It’s that time of year again, when I get to sit under the dogwood tree and soak up the garden. I am amazed by how much is already happening out here from perennials we planted last year. They are thriving after having a year to get established, and many things are flowering that didn’t flower last year: all of the thymes — creeping, lemon, and regular old — , the rosemary, and the lavender is about to burst into bloom. Blueberries have formed, and the rue is already bushy, covered in yellow flowers, and crawling with caterpillars. It’s not even June.
A breeze blows on the back of my neck and rustles the dogwood leaves above me. The morning sun is hot on my arm. I need to apply sunscreen. I’m on butterfly and bird watch.
It may be too windy for butterflies, or may be too early in the year, but we’ve got treats for them when their ready. I never appreciated the advantages of perennials, that they come back each year without me having to do anything. In Florida, we didn’t have winter to kill everything back. In Florida, gardening was a year round endeavor. I’m not sure perennial had meaning there.
I never knew how glorious they could be — a one time investment of work for a lifetime of beauty! The yarrow and indigo Salvia are already bonkers with blooms. The Echinacea and blanket flower have plump buds, the cat mint and Russian sage and Guara and columbine wave pink and purple flowers in the breeze.
I decided to put even more perennials in since they come back so full and vibrant each year — and because I can divide them and get free plants out of them — but I’ve also reserved a swath in front of my dogwood roost for annuals. I like to be able to try something new each year, and this year I went with yellows, reds, and oranges, with some white to break it all up. All butterfly flowers of course: scarlet sage, orange Cuphea, white Pentas, yellow, orange and pink zinnias, yellow Lantana.

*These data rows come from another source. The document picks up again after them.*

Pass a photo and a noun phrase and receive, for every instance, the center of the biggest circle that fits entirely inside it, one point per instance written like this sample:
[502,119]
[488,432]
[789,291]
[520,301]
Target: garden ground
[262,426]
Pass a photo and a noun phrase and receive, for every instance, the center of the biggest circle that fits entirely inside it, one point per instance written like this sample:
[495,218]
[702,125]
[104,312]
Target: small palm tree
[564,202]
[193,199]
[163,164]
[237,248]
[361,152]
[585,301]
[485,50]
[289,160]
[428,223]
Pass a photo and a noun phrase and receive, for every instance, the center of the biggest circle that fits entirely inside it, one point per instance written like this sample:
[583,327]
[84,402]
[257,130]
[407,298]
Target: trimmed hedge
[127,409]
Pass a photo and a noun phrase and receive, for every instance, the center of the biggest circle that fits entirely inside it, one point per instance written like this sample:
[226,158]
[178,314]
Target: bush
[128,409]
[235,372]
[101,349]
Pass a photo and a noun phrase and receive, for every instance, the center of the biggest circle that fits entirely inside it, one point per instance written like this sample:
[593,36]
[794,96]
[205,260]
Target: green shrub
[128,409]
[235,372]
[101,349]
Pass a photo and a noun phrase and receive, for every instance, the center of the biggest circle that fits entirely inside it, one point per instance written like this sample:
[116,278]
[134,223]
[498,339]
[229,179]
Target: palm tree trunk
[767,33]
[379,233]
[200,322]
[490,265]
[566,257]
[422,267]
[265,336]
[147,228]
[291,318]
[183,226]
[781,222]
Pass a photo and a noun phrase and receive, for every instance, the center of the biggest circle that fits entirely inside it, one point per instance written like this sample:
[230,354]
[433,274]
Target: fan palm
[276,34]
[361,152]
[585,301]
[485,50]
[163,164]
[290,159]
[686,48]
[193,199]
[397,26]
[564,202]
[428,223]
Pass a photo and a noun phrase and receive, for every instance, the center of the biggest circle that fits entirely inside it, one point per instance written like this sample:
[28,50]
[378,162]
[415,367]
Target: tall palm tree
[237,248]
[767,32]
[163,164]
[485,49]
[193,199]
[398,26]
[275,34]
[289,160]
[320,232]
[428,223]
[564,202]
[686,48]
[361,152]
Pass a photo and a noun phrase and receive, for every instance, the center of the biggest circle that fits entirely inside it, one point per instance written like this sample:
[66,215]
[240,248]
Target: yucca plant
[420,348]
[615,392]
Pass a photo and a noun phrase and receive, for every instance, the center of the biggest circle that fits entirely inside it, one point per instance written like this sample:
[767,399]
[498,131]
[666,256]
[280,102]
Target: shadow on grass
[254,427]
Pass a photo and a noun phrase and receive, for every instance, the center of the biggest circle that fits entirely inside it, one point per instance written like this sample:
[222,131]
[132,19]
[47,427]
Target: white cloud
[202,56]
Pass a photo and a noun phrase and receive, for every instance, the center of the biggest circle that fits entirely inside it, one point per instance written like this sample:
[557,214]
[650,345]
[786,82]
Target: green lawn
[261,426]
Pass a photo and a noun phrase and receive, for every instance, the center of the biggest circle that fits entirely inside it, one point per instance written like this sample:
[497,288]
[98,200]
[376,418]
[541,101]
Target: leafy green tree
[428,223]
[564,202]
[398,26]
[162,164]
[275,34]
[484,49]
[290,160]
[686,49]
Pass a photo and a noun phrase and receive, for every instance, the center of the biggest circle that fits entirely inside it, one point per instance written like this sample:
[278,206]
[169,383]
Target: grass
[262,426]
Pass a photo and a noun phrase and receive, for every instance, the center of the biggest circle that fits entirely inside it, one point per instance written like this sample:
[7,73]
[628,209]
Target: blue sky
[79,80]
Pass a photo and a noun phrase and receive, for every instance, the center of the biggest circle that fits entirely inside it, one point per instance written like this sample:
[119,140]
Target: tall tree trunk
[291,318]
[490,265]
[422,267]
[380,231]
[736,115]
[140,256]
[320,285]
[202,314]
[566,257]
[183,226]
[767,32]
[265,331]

The zinnias I planted from seed, and spent some time yesterday moving around to space the seedlings out. They’re doing well, but I am impatient for them to grow and bloom. That’s what money buys you in the gardening world: time. The more you spend, the less time you have to wait. I spent about $1.50 on a seed packet, and six weeks later I have about 50 zinnia seedlings 2-3 inches tall. I don’t know how much longer I’ll need to wait for them to blossom, but at blooming time I can guarantee I wouldn’t be able to buy even one flowering zinnia for $1.50.
I’m eager for the Lantana to fill out and cover the ground in front of the bird bath our daughter made me for Mother’s Day. I’ve put stones in it so butterflies can use it, too, and have a place to rest while they sip. So far I haven’t seen any birds or butterflies bathing or drinking, but I keep the water fresh anyway.
Despite my impatience for things to grow and bloom, I think this is my favorite time of year in Appalachia: the time when I can sit in the garden and steep in the growth that’s happening all around. It still boggles my mind that a kernel as tiny as a sesame seed can become a knee-, or waist-, or chest-high organism with broad green leaves, bright flower petals, pistils and stamens and complex mechanisms for fertilization, and a renewable food source for other organisms. Life is miraculous to me. A kernal to a bush, an acorn to a tree.
Our yard is not a wilderness. A manicured garden is not the first thing that comes to mind when I think “nature.” But our garden is alive. And our intention with it is to attract more life. I want bees and butterflies, wasps and worms, spiders and sparrows, monarchs and moths. I can’t get enough of watching the world around me interact, of soaking it all in and wondering at the marvel of our existence.
This is my entry for the Daily Post prompt, Infuse.